Todos temas humanos, muy humanos. Temas vitales. Desde la vida y
para la vida.
A partir de la cosmovisión mítica y racional los sacramentos
fueron degenerando – con distintos matices – hacia lo mágico y lo puramente
ritual.
Desde ahí la famosa crisis entre fe y vida. La vida concreta iba
por su cauce y se vivían los sacramentos como algo puntal y añadido. En ámbito
cristiano bastaba con recibir los sacramentos para tranquilizar la conciencia y
seguir viviendo a propio antojo, a menudo una vida chata y sin sentido. O por
lo menos, sin la alegría desbordante que una real experiencia de lo divino
supone y permite.
Dios quedaba un Superente que poco tenía que ver con la vida
diaria. En caso de necesidad o en momentos especiales se recurría a los
sacramentos como a algo mágico que podía transformar la vida o, por lo menos,
recordarnos por un momento la presencia invisible de Dios. Paralelamente entró también
la mentalidad comercial que deformó completamente el mensaje evangélico: en la
práctica se vivían los sacramentos (y en muchos casos se siguen viviendo) como
medios para comprar la salvación o la benevolencia de Dios. O como analgésico
de la conciencia: más que despertarnos nos sumían a un sueño profundo.
Obviamente que una visión tan extrínseca y superficial de los
sacramentos tenía que entrar en crisis. Y entró: gracias a Dios.
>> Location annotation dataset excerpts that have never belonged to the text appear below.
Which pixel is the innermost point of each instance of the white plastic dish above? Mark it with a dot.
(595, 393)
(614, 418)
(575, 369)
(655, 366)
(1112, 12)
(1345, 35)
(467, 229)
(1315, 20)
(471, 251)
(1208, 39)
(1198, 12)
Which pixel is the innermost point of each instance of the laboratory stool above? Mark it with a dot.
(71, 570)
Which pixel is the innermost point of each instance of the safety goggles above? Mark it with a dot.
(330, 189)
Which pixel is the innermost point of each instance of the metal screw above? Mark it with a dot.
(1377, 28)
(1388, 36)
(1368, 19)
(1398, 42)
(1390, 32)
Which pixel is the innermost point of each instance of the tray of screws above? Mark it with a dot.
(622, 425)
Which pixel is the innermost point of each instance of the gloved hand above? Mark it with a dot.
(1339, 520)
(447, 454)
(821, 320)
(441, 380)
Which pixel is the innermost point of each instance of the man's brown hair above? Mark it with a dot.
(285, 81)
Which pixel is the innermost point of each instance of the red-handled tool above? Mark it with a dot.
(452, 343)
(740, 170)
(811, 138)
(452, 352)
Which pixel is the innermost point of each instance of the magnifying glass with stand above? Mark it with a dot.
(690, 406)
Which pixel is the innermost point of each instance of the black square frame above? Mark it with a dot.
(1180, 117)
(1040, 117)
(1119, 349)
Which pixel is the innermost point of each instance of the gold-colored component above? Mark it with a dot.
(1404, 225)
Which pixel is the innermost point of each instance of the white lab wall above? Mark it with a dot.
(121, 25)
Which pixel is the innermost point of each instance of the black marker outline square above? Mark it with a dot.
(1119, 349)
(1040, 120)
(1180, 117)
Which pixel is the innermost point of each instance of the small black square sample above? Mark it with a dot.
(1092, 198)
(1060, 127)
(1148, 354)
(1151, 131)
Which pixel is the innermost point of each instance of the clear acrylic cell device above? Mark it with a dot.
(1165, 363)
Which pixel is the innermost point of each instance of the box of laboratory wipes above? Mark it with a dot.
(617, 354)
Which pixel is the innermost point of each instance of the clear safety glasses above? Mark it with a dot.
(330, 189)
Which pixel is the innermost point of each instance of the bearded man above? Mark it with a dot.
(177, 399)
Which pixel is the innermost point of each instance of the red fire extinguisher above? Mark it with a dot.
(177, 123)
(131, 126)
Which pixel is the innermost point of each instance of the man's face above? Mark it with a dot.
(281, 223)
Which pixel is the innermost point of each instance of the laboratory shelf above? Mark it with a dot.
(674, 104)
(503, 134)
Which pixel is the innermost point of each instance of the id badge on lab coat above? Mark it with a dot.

En realidad no hay más sacramento que la vida y esta misma vida
expresándose en el aquí y ahora. Si comprendiéramos esto tendríamos las
herramientas para poner también los siete signos sacramentales a servicio de la
vida y para la vida, a servicio de la alegría y para la alegría. El único
sacramento – la vida – manifestándose de distintas formas en los siete
sacramentos. Como la luz blanca – solo existe ella – manifestándose en los
siete colores.
La palabra misma “sacramento” significa “signo concreto y eficaz
de la gracia”. ¿Qué signo más eficaz que la vida? ¿Dónde podemos encontrar a
Dios si no en nuestra vida concreta, aquí y ahora?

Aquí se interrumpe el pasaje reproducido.